È diventato il grande imbuto del governo Renzi. Quello che il premier indica come l’appuntamento in cui si risolveranno tutti i problemi e tutti i mali. Si tratta della legge di stabilità. A sentire l’inquilino di Palazzo Chigi la questione dei precari della scuola troverà una soluzione lì. Sempre lì si troveranno anche i soldi per rilanciare le grandi opere e, magari, anche il modo per allargare la platea degli 80 euro, totem per eccellenza del verbo renziano. Il rischio è che la prima legge di stabilità renziana sia scritta secondo i codici democristiani di un tempo, secondo la furbizia del gioco delle tre carte che fu la filosofia del ministro andreottiano per eccellenza, Paolo Cirino Pomicino. Anche lui grande estimatore dell’arte del rinvio. «Renzi discepolo di Pomicino» inorridisce l’azzurro Daniele Capezzone «è un’immagine che si attaglia al momento». Un epilogo che molti danno per scontato. Basta dare un’occhiata allo stato della nostra economia. Delle due l’una: o la legge di stabilità diventa il presupposto di quel lungo elenco di riforme che Renzi finora ha solo enunciato, il che significa un provvedimento severo e impopolare; o si trasforma in un grande minestrone, in cui il prestigiatore di Palazzo Chigi mescola le promesse, i sogni, gli impegni presi in una confusa melassa insapore, che serve solo a confondere ancora gli italiani. Inutile dire che l’ipotesi più probabile sia la seconda.

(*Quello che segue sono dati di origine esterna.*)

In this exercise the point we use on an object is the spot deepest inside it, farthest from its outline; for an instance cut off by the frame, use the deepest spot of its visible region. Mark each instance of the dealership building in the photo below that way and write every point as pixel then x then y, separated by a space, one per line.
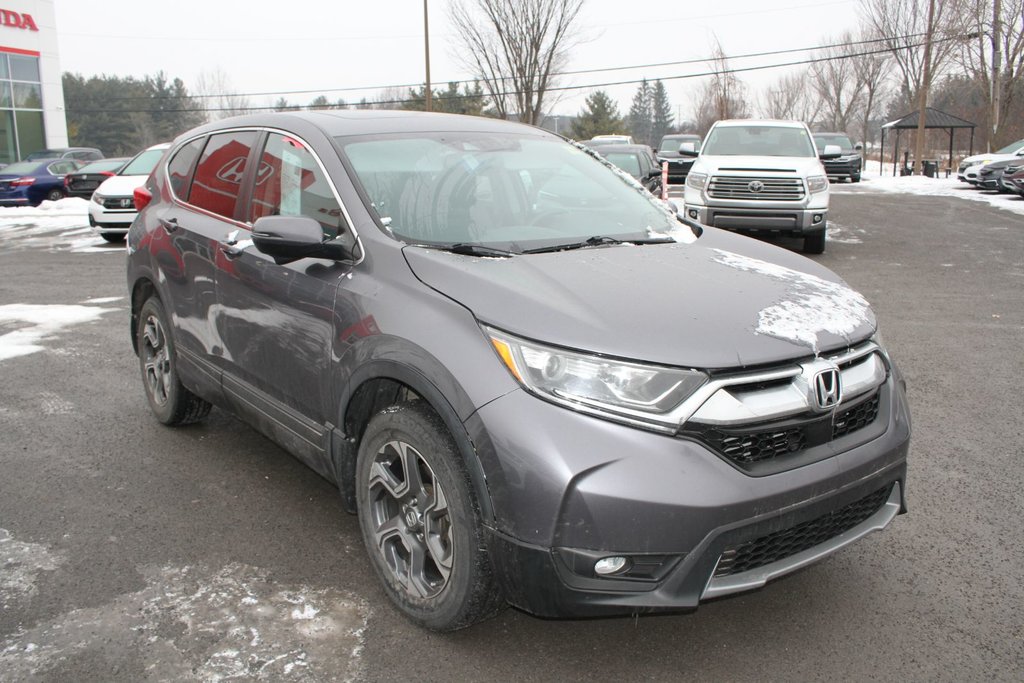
pixel 32 109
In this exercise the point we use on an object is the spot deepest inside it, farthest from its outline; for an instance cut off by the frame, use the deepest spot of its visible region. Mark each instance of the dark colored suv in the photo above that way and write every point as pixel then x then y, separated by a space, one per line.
pixel 534 383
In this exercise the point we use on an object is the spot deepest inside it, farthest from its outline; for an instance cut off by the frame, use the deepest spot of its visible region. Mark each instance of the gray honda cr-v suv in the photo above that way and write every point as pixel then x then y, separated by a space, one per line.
pixel 531 381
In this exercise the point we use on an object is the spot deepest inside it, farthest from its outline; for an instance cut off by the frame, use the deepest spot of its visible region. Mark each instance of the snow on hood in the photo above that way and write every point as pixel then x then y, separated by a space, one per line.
pixel 725 301
pixel 811 306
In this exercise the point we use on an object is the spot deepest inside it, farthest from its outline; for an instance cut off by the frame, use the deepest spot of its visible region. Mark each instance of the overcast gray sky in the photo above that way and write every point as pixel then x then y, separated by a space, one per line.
pixel 299 45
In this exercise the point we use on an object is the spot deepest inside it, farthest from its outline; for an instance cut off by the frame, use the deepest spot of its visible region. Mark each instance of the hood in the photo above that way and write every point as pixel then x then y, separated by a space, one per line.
pixel 987 159
pixel 121 185
pixel 801 166
pixel 724 301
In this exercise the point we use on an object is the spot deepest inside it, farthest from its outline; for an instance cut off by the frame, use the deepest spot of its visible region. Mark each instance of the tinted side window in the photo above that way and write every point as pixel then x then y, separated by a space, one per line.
pixel 291 183
pixel 179 169
pixel 219 172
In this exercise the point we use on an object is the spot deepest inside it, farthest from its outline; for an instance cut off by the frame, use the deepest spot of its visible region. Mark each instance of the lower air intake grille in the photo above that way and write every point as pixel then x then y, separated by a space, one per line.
pixel 780 545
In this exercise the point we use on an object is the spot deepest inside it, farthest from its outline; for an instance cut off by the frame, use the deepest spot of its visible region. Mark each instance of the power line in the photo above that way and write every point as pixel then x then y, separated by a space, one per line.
pixel 564 73
pixel 721 72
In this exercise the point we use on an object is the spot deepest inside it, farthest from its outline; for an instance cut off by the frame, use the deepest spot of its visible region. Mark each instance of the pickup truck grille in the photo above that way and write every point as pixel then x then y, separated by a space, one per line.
pixel 757 188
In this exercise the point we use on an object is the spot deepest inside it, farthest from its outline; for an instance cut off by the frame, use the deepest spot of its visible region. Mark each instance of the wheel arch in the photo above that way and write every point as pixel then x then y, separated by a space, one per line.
pixel 382 382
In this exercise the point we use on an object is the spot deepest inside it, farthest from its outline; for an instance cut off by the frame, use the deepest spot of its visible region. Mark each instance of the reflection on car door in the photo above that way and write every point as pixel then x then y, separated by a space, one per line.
pixel 276 321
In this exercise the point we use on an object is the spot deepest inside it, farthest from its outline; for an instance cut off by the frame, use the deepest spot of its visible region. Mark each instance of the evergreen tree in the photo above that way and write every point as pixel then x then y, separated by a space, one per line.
pixel 662 119
pixel 598 117
pixel 640 115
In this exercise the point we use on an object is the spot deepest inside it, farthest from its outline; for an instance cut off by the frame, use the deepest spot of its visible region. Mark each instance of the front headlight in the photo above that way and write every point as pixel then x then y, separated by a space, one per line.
pixel 622 390
pixel 817 183
pixel 696 180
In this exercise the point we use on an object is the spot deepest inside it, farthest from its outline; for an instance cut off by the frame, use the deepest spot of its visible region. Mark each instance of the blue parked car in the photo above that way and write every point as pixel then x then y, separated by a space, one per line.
pixel 29 182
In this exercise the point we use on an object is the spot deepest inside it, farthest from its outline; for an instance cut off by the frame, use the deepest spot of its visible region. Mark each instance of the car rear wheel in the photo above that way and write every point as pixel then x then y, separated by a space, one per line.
pixel 170 400
pixel 421 522
pixel 814 243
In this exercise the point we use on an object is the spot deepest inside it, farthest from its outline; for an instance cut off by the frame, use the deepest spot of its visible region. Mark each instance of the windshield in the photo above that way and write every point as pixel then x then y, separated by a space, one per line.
pixel 759 141
pixel 627 161
pixel 503 190
pixel 143 163
pixel 672 143
pixel 1010 148
pixel 842 140
pixel 20 168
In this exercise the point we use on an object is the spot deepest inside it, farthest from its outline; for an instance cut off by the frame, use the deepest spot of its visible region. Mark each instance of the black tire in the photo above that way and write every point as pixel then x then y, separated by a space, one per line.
pixel 171 401
pixel 814 243
pixel 423 532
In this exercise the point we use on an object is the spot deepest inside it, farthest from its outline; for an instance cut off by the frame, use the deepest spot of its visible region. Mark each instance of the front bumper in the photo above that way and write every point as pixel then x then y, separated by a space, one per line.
pixel 571 489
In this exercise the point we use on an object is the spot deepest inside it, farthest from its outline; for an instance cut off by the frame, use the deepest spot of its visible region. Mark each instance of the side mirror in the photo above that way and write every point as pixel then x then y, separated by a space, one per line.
pixel 832 152
pixel 688 150
pixel 288 239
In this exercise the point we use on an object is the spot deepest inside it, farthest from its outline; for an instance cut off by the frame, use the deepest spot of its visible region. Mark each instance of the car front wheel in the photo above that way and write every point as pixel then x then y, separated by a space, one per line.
pixel 421 522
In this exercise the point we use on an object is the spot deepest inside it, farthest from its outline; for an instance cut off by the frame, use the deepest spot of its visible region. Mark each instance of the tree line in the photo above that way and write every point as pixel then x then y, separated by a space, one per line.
pixel 518 51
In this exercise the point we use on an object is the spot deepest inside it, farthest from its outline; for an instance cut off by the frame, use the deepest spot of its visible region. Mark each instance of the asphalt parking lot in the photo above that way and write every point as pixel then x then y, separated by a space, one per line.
pixel 129 551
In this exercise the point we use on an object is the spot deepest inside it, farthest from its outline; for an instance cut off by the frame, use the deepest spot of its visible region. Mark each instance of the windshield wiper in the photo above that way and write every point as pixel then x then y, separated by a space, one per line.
pixel 597 241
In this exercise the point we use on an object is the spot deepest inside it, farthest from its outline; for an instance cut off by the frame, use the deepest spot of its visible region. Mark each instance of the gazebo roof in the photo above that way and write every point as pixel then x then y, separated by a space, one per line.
pixel 933 119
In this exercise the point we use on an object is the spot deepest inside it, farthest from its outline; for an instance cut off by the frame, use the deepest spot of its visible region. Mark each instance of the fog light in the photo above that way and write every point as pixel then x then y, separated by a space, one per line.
pixel 609 565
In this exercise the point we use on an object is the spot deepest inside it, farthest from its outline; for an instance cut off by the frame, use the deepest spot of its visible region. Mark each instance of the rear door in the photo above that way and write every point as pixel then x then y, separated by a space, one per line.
pixel 276 321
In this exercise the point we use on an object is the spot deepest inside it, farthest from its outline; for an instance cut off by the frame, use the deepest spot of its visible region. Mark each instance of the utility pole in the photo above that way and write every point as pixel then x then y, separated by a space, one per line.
pixel 926 80
pixel 996 70
pixel 426 49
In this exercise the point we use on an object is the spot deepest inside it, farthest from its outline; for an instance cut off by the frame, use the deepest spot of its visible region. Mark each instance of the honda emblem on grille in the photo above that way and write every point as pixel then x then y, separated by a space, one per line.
pixel 827 389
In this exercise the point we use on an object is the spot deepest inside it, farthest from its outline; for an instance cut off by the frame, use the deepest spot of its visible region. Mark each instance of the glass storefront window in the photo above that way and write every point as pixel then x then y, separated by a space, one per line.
pixel 22 130
pixel 24 68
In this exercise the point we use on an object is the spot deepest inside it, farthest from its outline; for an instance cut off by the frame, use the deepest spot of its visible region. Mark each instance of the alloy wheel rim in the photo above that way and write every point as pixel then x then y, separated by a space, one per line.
pixel 156 359
pixel 412 524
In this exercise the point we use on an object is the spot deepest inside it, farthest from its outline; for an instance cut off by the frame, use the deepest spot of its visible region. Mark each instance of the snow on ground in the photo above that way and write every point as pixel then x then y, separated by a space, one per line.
pixel 61 225
pixel 882 180
pixel 197 623
pixel 35 324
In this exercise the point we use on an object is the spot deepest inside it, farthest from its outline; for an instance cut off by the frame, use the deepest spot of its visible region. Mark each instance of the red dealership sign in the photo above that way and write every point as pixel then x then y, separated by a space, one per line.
pixel 17 20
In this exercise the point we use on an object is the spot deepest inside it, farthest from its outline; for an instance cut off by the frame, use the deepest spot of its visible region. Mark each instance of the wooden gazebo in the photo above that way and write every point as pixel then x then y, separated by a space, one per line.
pixel 933 119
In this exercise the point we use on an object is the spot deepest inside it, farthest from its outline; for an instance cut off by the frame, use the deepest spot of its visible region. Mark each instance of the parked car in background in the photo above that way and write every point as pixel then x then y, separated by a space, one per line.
pixel 989 175
pixel 679 165
pixel 532 383
pixel 638 161
pixel 83 181
pixel 849 163
pixel 112 208
pixel 1013 151
pixel 763 177
pixel 78 154
pixel 29 182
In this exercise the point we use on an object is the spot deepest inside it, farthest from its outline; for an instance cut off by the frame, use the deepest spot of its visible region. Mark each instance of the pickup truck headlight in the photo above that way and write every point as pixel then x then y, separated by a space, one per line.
pixel 696 180
pixel 631 392
pixel 817 183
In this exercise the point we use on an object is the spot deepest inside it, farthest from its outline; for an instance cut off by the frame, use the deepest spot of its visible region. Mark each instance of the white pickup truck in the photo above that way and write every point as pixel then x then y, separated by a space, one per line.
pixel 761 176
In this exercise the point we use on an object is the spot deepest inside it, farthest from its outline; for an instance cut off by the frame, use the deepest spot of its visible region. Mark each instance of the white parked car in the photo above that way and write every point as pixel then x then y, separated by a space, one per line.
pixel 112 208
pixel 972 164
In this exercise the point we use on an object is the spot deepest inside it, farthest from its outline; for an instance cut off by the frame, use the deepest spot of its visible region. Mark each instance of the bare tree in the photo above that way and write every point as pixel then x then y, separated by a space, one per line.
pixel 902 25
pixel 723 95
pixel 218 97
pixel 515 46
pixel 977 53
pixel 788 98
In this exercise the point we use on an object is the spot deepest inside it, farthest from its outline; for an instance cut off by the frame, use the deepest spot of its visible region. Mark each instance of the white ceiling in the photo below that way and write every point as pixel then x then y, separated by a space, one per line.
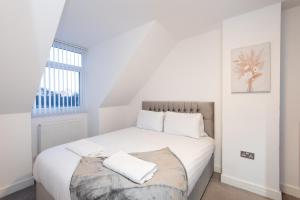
pixel 89 22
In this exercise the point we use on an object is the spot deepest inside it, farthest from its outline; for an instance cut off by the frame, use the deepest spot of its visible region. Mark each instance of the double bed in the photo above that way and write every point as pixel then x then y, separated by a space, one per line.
pixel 55 166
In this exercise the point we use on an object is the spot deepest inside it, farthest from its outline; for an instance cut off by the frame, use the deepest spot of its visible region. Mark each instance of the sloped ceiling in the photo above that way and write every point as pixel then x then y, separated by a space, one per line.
pixel 155 46
pixel 27 32
pixel 106 61
pixel 90 22
pixel 104 64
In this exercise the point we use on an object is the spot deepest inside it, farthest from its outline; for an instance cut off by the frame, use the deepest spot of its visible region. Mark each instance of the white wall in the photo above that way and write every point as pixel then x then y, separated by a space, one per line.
pixel 191 72
pixel 60 129
pixel 15 152
pixel 27 32
pixel 154 47
pixel 251 121
pixel 290 107
pixel 104 63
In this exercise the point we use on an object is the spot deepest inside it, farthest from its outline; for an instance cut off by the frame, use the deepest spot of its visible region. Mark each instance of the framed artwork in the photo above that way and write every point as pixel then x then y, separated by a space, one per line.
pixel 251 69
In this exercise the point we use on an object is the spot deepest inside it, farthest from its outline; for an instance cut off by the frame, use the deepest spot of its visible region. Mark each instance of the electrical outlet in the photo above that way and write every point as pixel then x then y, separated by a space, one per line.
pixel 248 155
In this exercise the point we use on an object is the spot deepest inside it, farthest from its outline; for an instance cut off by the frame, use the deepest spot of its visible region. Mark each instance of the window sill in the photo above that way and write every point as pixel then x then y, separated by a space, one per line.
pixel 56 112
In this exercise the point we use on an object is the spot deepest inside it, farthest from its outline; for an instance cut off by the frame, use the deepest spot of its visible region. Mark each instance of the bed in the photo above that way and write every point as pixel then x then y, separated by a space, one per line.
pixel 54 167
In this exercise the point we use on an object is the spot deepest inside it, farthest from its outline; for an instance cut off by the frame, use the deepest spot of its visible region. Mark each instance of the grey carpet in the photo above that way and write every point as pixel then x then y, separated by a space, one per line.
pixel 214 191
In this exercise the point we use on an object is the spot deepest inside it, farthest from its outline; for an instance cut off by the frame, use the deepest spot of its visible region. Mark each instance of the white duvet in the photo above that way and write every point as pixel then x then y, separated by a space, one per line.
pixel 54 167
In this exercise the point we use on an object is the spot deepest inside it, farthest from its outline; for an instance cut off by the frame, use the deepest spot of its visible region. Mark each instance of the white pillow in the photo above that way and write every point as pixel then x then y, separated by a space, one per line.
pixel 186 124
pixel 150 120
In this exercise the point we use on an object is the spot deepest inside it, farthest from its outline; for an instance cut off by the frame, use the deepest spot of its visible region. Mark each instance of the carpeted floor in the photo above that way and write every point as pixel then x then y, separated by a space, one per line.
pixel 214 191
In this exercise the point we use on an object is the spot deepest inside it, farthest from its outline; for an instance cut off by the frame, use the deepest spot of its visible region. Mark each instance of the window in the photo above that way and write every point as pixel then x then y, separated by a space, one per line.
pixel 61 87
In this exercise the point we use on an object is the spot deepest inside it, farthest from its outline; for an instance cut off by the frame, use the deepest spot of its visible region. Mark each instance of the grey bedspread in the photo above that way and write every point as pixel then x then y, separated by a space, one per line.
pixel 91 180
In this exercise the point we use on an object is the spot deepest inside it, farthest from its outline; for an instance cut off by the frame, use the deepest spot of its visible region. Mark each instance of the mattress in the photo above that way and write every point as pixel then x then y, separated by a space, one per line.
pixel 54 167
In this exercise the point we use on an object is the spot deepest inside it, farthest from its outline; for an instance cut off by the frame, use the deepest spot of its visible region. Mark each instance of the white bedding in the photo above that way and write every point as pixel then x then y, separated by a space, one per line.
pixel 54 167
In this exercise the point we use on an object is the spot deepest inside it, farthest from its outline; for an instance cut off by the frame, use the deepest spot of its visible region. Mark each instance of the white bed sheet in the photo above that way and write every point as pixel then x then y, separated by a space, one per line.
pixel 54 167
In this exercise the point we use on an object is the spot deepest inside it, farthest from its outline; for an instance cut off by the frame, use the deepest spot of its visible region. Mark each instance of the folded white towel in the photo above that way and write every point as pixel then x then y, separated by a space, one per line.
pixel 135 169
pixel 86 148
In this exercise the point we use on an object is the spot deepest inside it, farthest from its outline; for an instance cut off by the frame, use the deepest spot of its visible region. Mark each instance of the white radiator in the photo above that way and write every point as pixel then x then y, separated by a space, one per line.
pixel 56 132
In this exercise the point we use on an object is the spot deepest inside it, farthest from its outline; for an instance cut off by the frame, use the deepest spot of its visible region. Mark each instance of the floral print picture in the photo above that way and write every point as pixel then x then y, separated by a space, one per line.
pixel 251 69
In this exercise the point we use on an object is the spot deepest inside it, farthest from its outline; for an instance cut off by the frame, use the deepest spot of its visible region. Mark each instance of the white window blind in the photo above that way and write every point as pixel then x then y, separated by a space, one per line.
pixel 62 85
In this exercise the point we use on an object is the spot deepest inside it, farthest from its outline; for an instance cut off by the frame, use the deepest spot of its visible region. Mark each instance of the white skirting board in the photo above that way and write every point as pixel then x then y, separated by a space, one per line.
pixel 290 190
pixel 19 185
pixel 218 169
pixel 251 187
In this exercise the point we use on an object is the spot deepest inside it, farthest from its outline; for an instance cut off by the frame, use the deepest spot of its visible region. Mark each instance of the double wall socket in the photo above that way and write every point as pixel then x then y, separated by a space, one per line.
pixel 248 155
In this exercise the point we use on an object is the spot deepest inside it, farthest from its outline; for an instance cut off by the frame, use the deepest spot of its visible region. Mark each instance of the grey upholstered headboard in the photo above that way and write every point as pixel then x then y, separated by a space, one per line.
pixel 205 108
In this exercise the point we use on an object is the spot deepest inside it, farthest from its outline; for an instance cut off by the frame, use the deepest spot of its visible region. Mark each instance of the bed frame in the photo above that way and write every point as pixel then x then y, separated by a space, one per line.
pixel 205 108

Tutti i protagonisti della politica, estimatori o meno del premier, su un dato si trovano d’accordo: Renzi non persegue una strategia chiara. «O meglio» si infervora Pier Luigi Bersani «non l’ha proprio». «Le sue proposte» ammette Silvio Berlusconi «sono ben al di sotto della tragica crisi che stiamo vivendo». «Invece di elencare una riforma al giorno» dice Sergio Marchionne «basterebbe che si concentrasse solo su tre: lavoro, certezza del diritto, burocrazia». Ma Renzi è nelle condizioni di farlo? Probabilmente no: l’autunno caldo sottoporrà il Pd al richiamo della foresta del sindacato, della piazza. E l’assenza di una strategia economica e di una formula politica definita renderà difficile anche l’aiuto del Cav: se Berlusconi non accetterà di rappresentare una vera alternativa a Renzi, qualcun altro ci proverà visto che l’establishment italiano è affollato di disoccupati di lusso. Corrado Passera docet. E il premier, come reagirà? Rilancerà sul piano dell’immagine, ma nella sostanza rinvierà ancora. In fondo la scuola democristiana è nel suo Dna.